Mais recentemente, a Lei Aldir Blanc 2 de Fomento à Cultura que preve repasses anuais da ordem de 3 bilhões, como iniciativa de socorro ao setor duramente atingido pela pandemia. foi vetada pelo Presidente Bolsonaro justificando que a mesma era inconstitucional e contrariava o interesse público, felizmente o Congresso derrubou o veto.
Considerando que o PIB, todas as receitas e riquezas geradas num ano pela economia do país, é da ordem de R$3 trilhões, iniciativas como as Leis supracitadas representam cerca de 0,1% de nosso orçamento anual. Essas proporções dão a exata medida do valor filosófico e econômico que nós brasileiros damos a nossa Cultura.

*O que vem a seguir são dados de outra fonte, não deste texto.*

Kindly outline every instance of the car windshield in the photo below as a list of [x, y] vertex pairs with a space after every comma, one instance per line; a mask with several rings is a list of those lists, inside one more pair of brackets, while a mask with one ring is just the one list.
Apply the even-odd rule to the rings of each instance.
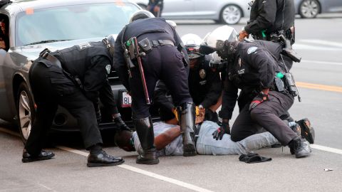
[[26, 9], [16, 18], [16, 46], [117, 34], [137, 10], [124, 3]]

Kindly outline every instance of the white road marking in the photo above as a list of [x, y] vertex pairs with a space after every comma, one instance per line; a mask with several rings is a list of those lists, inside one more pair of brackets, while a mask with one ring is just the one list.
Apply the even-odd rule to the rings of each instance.
[[[66, 146], [56, 146], [56, 148], [58, 148], [58, 149], [62, 149], [63, 151], [69, 151], [69, 152], [71, 152], [71, 153], [83, 155], [83, 156], [88, 156], [88, 155], [89, 154], [89, 153], [87, 153], [87, 152], [84, 152], [84, 151], [80, 151], [80, 150], [73, 149], [66, 147]], [[201, 187], [199, 187], [199, 186], [194, 186], [194, 185], [192, 185], [192, 184], [190, 184], [190, 183], [185, 183], [183, 181], [180, 181], [177, 180], [177, 179], [174, 179], [174, 178], [170, 178], [170, 177], [163, 176], [162, 175], [159, 175], [159, 174], [150, 172], [150, 171], [145, 171], [145, 170], [142, 170], [142, 169], [134, 167], [134, 166], [129, 166], [129, 165], [118, 165], [118, 166], [120, 167], [120, 168], [123, 168], [123, 169], [125, 169], [130, 170], [130, 171], [135, 172], [135, 173], [138, 173], [138, 174], [145, 175], [145, 176], [150, 176], [150, 177], [159, 179], [159, 180], [162, 180], [162, 181], [166, 181], [166, 182], [169, 182], [169, 183], [180, 186], [181, 187], [187, 188], [191, 189], [191, 190], [195, 191], [199, 191], [199, 192], [209, 192], [209, 191], [209, 191], [209, 190], [207, 190], [207, 189], [205, 189], [205, 188], [201, 188]]]
[[294, 50], [342, 50], [342, 48], [333, 48], [333, 47], [326, 47], [326, 46], [314, 46], [305, 45], [301, 43], [295, 43], [294, 45]]
[[[0, 127], [0, 132], [5, 132], [5, 133], [7, 133], [7, 134], [14, 135], [14, 136], [20, 137], [20, 135], [16, 132], [14, 132], [10, 131], [10, 130], [7, 130], [6, 129], [1, 128], [1, 127]], [[321, 150], [321, 151], [328, 151], [328, 152], [331, 152], [331, 153], [338, 154], [342, 154], [342, 150], [341, 149], [328, 147], [328, 146], [324, 146], [318, 145], [318, 144], [311, 144], [310, 146], [313, 149], [318, 149], [318, 150]], [[69, 152], [71, 152], [71, 153], [80, 154], [80, 155], [85, 156], [88, 156], [88, 155], [89, 154], [87, 152], [84, 152], [84, 151], [77, 150], [77, 149], [73, 149], [72, 148], [69, 148], [69, 147], [66, 147], [66, 146], [58, 146], [56, 148], [60, 149], [63, 150], [63, 151], [69, 151]], [[166, 182], [169, 182], [170, 183], [173, 183], [173, 184], [184, 187], [184, 188], [189, 188], [189, 189], [195, 191], [199, 191], [199, 192], [211, 192], [211, 191], [209, 191], [209, 190], [207, 190], [207, 189], [205, 189], [205, 188], [201, 188], [201, 187], [199, 187], [199, 186], [194, 186], [194, 185], [192, 185], [192, 184], [190, 184], [190, 183], [185, 183], [183, 181], [179, 181], [179, 180], [177, 180], [177, 179], [174, 179], [174, 178], [170, 178], [170, 177], [163, 176], [161, 176], [161, 175], [159, 175], [159, 174], [150, 172], [150, 171], [145, 171], [145, 170], [142, 170], [142, 169], [134, 167], [134, 166], [125, 165], [125, 164], [118, 165], [118, 166], [119, 166], [120, 168], [123, 168], [123, 169], [127, 169], [127, 170], [130, 170], [130, 171], [135, 172], [135, 173], [143, 174], [143, 175], [150, 176], [150, 177], [152, 177], [152, 178], [157, 178], [157, 179], [159, 179], [159, 180], [162, 180], [162, 181], [166, 181]], [[44, 186], [41, 184], [41, 186]], [[44, 187], [46, 187], [46, 186], [44, 186]], [[49, 189], [47, 187], [46, 187], [46, 188]]]
[[320, 39], [302, 39], [302, 40], [300, 40], [299, 42], [321, 44], [323, 46], [334, 46], [338, 48], [342, 48], [341, 43], [337, 43], [337, 42], [324, 41], [324, 40], [320, 40]]
[[161, 176], [161, 175], [152, 173], [152, 172], [147, 171], [145, 171], [145, 170], [142, 170], [142, 169], [138, 169], [138, 168], [135, 168], [134, 166], [129, 166], [129, 165], [119, 165], [118, 166], [120, 166], [121, 168], [123, 168], [123, 169], [128, 169], [128, 170], [130, 170], [130, 171], [132, 171], [135, 172], [135, 173], [139, 173], [140, 174], [143, 174], [143, 175], [145, 175], [145, 176], [147, 176], [153, 177], [155, 178], [162, 180], [162, 181], [166, 181], [166, 182], [169, 182], [169, 183], [180, 186], [181, 187], [187, 188], [188, 189], [190, 189], [190, 190], [192, 190], [192, 191], [199, 191], [199, 192], [210, 192], [210, 191], [209, 191], [209, 190], [207, 190], [207, 189], [205, 189], [205, 188], [201, 188], [201, 187], [199, 187], [199, 186], [194, 186], [194, 185], [192, 185], [192, 184], [190, 184], [190, 183], [185, 183], [183, 181], [180, 181], [177, 180], [177, 179], [174, 179], [174, 178], [170, 178], [170, 177], [163, 176]]
[[342, 63], [338, 62], [330, 62], [330, 61], [318, 61], [318, 60], [302, 60], [301, 63], [316, 63], [316, 64], [328, 64], [333, 65], [342, 65]]
[[310, 146], [311, 146], [311, 148], [318, 149], [318, 150], [322, 150], [322, 151], [335, 153], [338, 154], [342, 154], [342, 150], [338, 149], [324, 146], [318, 145], [318, 144], [311, 144]]

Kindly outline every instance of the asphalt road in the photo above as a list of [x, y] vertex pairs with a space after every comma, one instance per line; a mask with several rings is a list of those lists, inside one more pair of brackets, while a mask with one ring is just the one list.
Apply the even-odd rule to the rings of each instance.
[[[245, 21], [234, 27], [239, 31]], [[219, 26], [209, 21], [177, 23], [181, 36], [202, 38]], [[90, 169], [80, 136], [74, 134], [55, 137], [55, 159], [22, 164], [23, 144], [2, 124], [0, 191], [341, 191], [342, 16], [296, 19], [296, 26], [295, 48], [303, 61], [294, 65], [292, 73], [302, 102], [296, 101], [290, 113], [296, 119], [309, 117], [315, 128], [310, 157], [296, 159], [284, 147], [256, 151], [273, 159], [261, 164], [247, 164], [232, 155], [162, 157], [158, 165], [145, 166], [135, 164], [135, 153], [108, 142], [105, 150], [125, 163]], [[112, 140], [110, 133], [104, 135]]]

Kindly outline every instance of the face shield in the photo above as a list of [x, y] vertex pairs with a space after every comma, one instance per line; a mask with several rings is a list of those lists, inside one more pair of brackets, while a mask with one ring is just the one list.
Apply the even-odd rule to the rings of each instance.
[[201, 44], [200, 51], [204, 54], [209, 54], [214, 51], [224, 51], [224, 41], [237, 41], [237, 32], [232, 27], [223, 26], [214, 29], [208, 33]]

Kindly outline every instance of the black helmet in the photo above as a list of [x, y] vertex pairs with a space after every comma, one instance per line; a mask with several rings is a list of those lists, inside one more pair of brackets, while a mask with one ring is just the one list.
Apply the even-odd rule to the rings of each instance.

Talvez, por isso seja tão difícil construir minimamente um pacto social civilizatório brasileiro, uma vez que um povo que não valoriza sua Cultura sequer se reconhece como povo. Ou ainda, experimente conversar com artistas e pessoas do meio, principalmente dos setores e estilos menos populares, experimentais ou de vanguarda. Deles é possível ouvir uma velha máxima de que, no Brasil, se faz arte por amor, porque financeiramente não compensa.

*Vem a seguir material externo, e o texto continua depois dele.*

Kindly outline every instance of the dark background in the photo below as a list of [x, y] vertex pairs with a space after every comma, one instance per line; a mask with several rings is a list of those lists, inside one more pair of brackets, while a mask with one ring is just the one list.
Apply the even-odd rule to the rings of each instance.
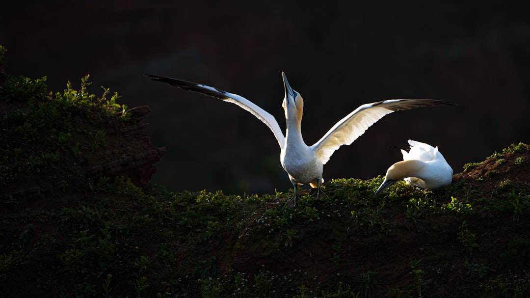
[[170, 190], [273, 193], [290, 187], [269, 129], [233, 104], [143, 74], [238, 94], [285, 128], [280, 72], [305, 100], [312, 144], [359, 105], [432, 98], [458, 107], [398, 112], [324, 167], [324, 179], [384, 175], [390, 146], [438, 146], [455, 173], [513, 143], [528, 143], [528, 1], [55, 1], [3, 2], [6, 72], [47, 76], [49, 89], [90, 74], [117, 91], [167, 147], [153, 177]]

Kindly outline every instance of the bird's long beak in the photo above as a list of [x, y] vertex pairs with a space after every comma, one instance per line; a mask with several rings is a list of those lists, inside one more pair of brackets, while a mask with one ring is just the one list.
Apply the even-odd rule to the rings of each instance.
[[281, 76], [284, 78], [284, 87], [285, 89], [285, 97], [287, 101], [287, 104], [288, 105], [290, 103], [291, 100], [295, 103], [296, 104], [295, 101], [295, 92], [291, 88], [290, 85], [289, 84], [289, 82], [287, 81], [287, 77], [285, 75], [285, 73], [281, 72]]
[[386, 188], [387, 187], [390, 186], [391, 185], [394, 184], [394, 183], [398, 182], [398, 180], [393, 180], [392, 179], [385, 179], [385, 181], [383, 181], [381, 185], [379, 186], [379, 188], [375, 191], [375, 194], [374, 196], [377, 196], [381, 191]]

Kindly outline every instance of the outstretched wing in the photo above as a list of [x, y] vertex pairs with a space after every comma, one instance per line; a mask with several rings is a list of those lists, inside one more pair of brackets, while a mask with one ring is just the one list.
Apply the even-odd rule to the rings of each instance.
[[202, 85], [202, 84], [156, 75], [147, 74], [144, 75], [151, 78], [153, 81], [166, 83], [181, 89], [195, 91], [239, 106], [241, 108], [248, 111], [250, 113], [264, 123], [272, 131], [274, 136], [276, 137], [276, 139], [278, 141], [278, 144], [280, 145], [280, 148], [283, 148], [285, 144], [285, 137], [284, 136], [283, 133], [281, 132], [281, 129], [280, 128], [280, 126], [278, 125], [276, 119], [274, 118], [272, 115], [268, 113], [264, 110], [246, 98], [237, 94], [223, 91], [217, 88]]
[[456, 105], [449, 101], [435, 99], [390, 99], [366, 103], [337, 122], [311, 148], [316, 152], [322, 163], [325, 164], [339, 147], [351, 144], [385, 116], [396, 111], [443, 104]]

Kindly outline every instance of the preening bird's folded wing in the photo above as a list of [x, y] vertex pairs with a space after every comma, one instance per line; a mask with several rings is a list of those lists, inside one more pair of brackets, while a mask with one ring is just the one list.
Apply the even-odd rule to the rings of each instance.
[[390, 99], [363, 104], [337, 122], [311, 147], [325, 164], [339, 147], [351, 144], [385, 116], [396, 111], [442, 104], [455, 104], [434, 99]]
[[181, 89], [195, 91], [239, 106], [264, 123], [272, 130], [274, 136], [276, 137], [280, 148], [283, 148], [285, 144], [285, 137], [284, 136], [283, 133], [281, 132], [281, 129], [280, 128], [280, 126], [278, 125], [276, 119], [272, 115], [246, 98], [202, 84], [156, 75], [147, 74], [144, 75], [151, 78], [153, 81], [163, 82]]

Portanto, é urgente, em primeiro lugar, desconstruir a retórica que tenta criar a ideia de que a indústria criativa é deficitária e que investimento em Cultura é desperdício de dinheiro público. Pelo contrário, a despeito de gostos pessoais por estilos e estéticas, investir em cultura é sempre um ótimo e rentável meio de gerar e distribuir renda e desenvolvimento do país.
Em segundo lugar, é fundamental potencializar ainda mais esse setor tendo em vista sua incontestável rentabilidade, aumentando os investimentos públicos ou criando mecanismos de incentivo ao investimento na iniciativa privada. Diante do cenário mundial atual, com as novas tecnologias da informação, a indústria 4.0, a inteligência artificial, a robótica, muito do mundo formal do Trabalho simplesmente desaparecerá nos próximos anos. É o que revela o estudo Projetando 2030: uma visão dividida do futuro encomendado pela Dell Technologies ao IFTF (Institute For The Future), que analisou os impactos dessas tecnologias até 2030. A pesquisa, que contou com a participação de 3800 líderes de negócios de médias e grandes corporações em 17 países, incluindo o Brasil, estima que 85% dos trabalhos que existirão em 2030 serão novos. Assim como, muitos dos atuais empregos não mais existiram.
Desta maneira, o novo paradigma na percepção da indústria criativa- limpa, rentável, sustentável e inovadora- está posto. Ela será um dos principais motores econômicos e amortecedores das tensões sociais das novas gerações. Num futuro onde a força de trabalho é a máquina, a Cultura será uma atividade capaz de gerar empregos, renda e bem estar social.